Ho per amico un bell'originale commesso farmacista. Mi conforta col ragionarmi della sposa, morta priva di nozze del mio stesso male.
«Lei guarirà: coi debiti riguardi, lei guarirà. Lei può curarsi in ozio; ma pensi una modista, in un negozio... Tossiva un poco... me lo scrisse tardi.
Torna!... Tornò, sì, morta, al suo villaggio. Pagai le spese del viaggio. E costa! Vede quel muro bianco a mezza costa? È il cimitero piccolo e selvaggio.
Mah! Più ci penso e più mi pare un sogno.

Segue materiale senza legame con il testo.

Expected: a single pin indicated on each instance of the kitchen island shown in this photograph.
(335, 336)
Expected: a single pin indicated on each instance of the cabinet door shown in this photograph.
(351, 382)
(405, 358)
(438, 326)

La dovevo sposare nell'aprile; nell'aprile morì di mal sottile. Vede che piango... non me ne vergogno.»
Piangeva. O morta giovane modista, dal cimitero pendulo fra i paschi non vedi il pianto sopra i baffi maschi del fedele commesso farmacista?
«Lavoro tutto il giorno: avrei bisogno a sera, di svagarmi; lo potrei... Preferisco restarmene con lei e faccio versi... non me ne vergogno.»
Sposa che senza nozze hai già varcato la fiumana dell'ultima rinunzia, vedi lo sposo che per te rinunzia alle dolci serate del curato?
Vedi che, solo, e affaticati gli occhi fra scatole, barattoli, cartine, preferisce le tue veglie meschine alle gioie del vino e dei tarocchi?
«Non glie li dico: ché una volta detti quei versi perderebbero ogni pregio; poi, sarebbe un'offesa, un sacrilegio per la morta a cui furono diretti.
Mi pare che soltanto al cimitero, protetti dalle risa e dallo scherno i versi del mio povero quaderno mi parlino di lei, del suo mistero.»
Imaginate con che rime rozze, con che nefandità da melodramma il poveretto cingerà di fiamma la sposa che morì priva di nozze!
Il cor... l'amor... l'ardor... la fera vista... il vel... il ciel... l'augel... la sorte infida... Ma non si rida, amici, non si rida del povero commesso farmacista.
Non si rida alla pena solitaria di quel poeta; non si rida, poi ch'egli vale ben più di me, di voi corrosi dalla tabe letteraria.
Egli certo non pensa all'euritmia quando si toglie il camice di tela, chiude la porta, accende la candela e piange con la sua malinconia.
Egli è poeta più di tutti noi che, in attesa del pianto che s'avanza, apprestiamo con debita eleganza le fialette dei lacrimatoi.
Vale ben più di noi che, fatti scaltri, saputi all'arte come cortigiane, in modi vari, con lusinghe piane tentiamo il sogno per piacere agli altri.
Per lui soltanto il verso messaggiero va dal finito all'infinito eterno. «Vede, se chiudo il povero quaderno parlo con lei che dorme in cimitero.»
A lui soltanto, o gran consolatrice poesia, tu consoli i giorni grigi, tu che fra tutti i sogni prediligi il sogno che si sogna e non si dice.
«Non glie li dico: ché una volta detti quei versi perderebbero ogni pregio: poi sarebbe un'offesa, un sacrilegio per la morta a cui furono diretti.»
Saggio, tu pensi che impallidirebbe al mondo vano il fiore di parole come il cielo notturno che lo crebbe impallidisce al sorgere del sole.
Di me molto più saggio, che licenzio i miei sogni, o fratello, tu mantieni intatti fra le pillole e i veleni i sogni custoditi dal silenzio!
Buon custode è il silenzio. E le tue grida solo la morta giovane modista ode: non altri della folla, trista per chi fraternamente si confida.
Non si rida, compagni, non si rida del poeta commesso farmacista.